1 comment to Mair’s Sickle fight 3: Incisio Contra Habitum Hostis Vellendi

  • Wistric

    In the ongoing saga of the Purpleheart armory sickles, we ran into a pretty tough time figuring out Agente’s opening action and the nature of Patiente’s attack.

    Eventually we arrived at the conclusion that, assuming Agente and Patiente start with their sickles in parity, vertical, on the inside of each other (there is good reason to assume this, more on that later), Agente’s initial action needs to bring his sickle around to Patiente’s outside (with a quick withdrawal of the weapon, almost entirely from the wrist), and then bring it forward as swiftly as possible to strike the shallow target. Or, in other words, punch Patiente in the right eye.

    Why is the opening measure a safe assumption: It started with a bit of realization: This play, where both fighters are in middle guard, starts at closer measure (“if you will have come up nearer to your enemy than before”). The left-shoulder fights all seem to start at the rough equivalent of Coda Lunga: You have to step in to deliver an attack. In those, an immediately accessible defense is not necessary. These middle guard fights, starting closer, require that immediately accessible defense (e.g. putting your sickle toward your opponent). Also, given that they tend to target arms and hands when no step is taken, that would require the sickles be essentially next to each other when both fighters are in middle guard.
    Why is the opening attack a safe assumption: Just as with a short sword (or other dui tempi weapon) in parity on the inside line, an attack that stays on the inside is likely to be knocked aside and open the attacker to a counter. The pump-and-punch, we found, was the quickest way to disengage and attack, before the opponent could counter-parry to the outside, and still drive force into the opponent (via that step with the left foot).

    So that’s Agente’s action.

    Patiente’s action was all the more troubling:
    In the art, Patiente (our Moor of Augsburg) is in an elongated stance, almost a lunge. He’s clearly stepped, but the text does not speak of a step. So, first, was the text wrong? Would it work without a step?

    “But if he has attempted the same against you placing forward the right foot, you will hold the sickle stretched out with your right hand, you turning the enemy, you will repel his blow on your right side, the left hand having been applied to the left thigh[3].”

    This was pretty easy to identify: Somebody is punching at the right side of your face, you bring your sickle up and block it. Tassin, in an effort to internalize this (he and Ruairc still have too much of a fencer mindset in this) had me punch at him, with my sickle, with his mask off. He executed the defense instinctively. You probably will, too. After that, he had step one of his defense automatic.

    “Thence however if you will have applied the sickle to his right arm, you quickly turning tear yourself away.”

    From the static block, Patiente tried a quick break of engagement to attack Agente’s hand, then pull it down to the right. It wasn’t very safe: If Agente pressed at all, then when the engagement broke he could continue through and connect with Patiente’s head. Additionally, because Agente was not attacking with as much forward momentum as from the longer range plays, directing him to the right side was more difficult. Coupled with the lack of any step on the part of Patiente, there was not sufficient power available to upset Agente’s balance.

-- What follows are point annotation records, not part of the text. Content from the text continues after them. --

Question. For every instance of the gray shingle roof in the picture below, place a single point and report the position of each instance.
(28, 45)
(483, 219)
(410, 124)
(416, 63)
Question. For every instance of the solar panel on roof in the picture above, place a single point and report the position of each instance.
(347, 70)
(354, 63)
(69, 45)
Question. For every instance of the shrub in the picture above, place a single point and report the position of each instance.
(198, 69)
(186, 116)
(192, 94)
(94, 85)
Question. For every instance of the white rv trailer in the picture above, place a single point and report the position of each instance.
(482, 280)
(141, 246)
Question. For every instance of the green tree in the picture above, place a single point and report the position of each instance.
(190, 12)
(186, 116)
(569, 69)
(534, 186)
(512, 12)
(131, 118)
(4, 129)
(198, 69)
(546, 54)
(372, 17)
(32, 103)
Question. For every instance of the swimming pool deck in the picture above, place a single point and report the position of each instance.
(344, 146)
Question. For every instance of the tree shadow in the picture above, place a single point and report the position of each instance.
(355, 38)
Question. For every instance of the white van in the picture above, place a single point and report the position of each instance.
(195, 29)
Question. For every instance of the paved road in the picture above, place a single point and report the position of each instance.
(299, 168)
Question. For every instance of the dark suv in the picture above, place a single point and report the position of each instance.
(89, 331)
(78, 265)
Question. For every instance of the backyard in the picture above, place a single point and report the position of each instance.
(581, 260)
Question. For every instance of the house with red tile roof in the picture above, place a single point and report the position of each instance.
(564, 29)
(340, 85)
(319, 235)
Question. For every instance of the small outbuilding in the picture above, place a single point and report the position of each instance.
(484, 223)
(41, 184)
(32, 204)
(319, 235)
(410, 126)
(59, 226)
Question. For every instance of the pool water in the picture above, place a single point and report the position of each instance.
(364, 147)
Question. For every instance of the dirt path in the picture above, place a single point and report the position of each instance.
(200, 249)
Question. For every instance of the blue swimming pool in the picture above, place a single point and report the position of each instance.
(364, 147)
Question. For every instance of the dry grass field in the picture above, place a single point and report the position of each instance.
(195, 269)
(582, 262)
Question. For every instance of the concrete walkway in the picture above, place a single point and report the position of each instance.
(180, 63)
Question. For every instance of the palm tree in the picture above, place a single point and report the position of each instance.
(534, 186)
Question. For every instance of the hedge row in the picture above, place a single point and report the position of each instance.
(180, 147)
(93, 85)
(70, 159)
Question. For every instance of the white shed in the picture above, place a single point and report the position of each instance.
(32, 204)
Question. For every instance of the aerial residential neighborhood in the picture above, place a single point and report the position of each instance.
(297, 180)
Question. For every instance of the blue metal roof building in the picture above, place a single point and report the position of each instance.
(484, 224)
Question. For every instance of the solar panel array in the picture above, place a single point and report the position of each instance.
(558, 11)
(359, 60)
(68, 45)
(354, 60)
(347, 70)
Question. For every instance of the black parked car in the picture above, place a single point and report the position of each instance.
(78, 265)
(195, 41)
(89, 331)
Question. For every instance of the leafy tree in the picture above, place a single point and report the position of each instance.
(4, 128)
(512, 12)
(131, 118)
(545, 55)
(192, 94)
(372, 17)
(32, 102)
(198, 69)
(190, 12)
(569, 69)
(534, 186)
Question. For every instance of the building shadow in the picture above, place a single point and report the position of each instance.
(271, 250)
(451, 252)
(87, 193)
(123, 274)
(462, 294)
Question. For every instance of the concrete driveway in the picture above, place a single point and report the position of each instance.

    So, what if we DID take that lunging step? Stepping during Agente’s initial attack was impossible: there just was not enough time to effectively do it. However, as soon as the static block was made, if the forward step was taken simultaneous to breaking engagement, then a few things happened:
    1) The head was voided (forward) out of the path of Agente’s sickle
    2) Patiente’s sickle, traveling forward, hooked onto Agente’s extended forearm with no further effort than that step
    From this position, Patiente could now rotate to his left instead of his right, with power from his front leg and hips. The result pulled Agente’s elbow up and forward and put him into a partial shoulder lock. We like. We like a lot.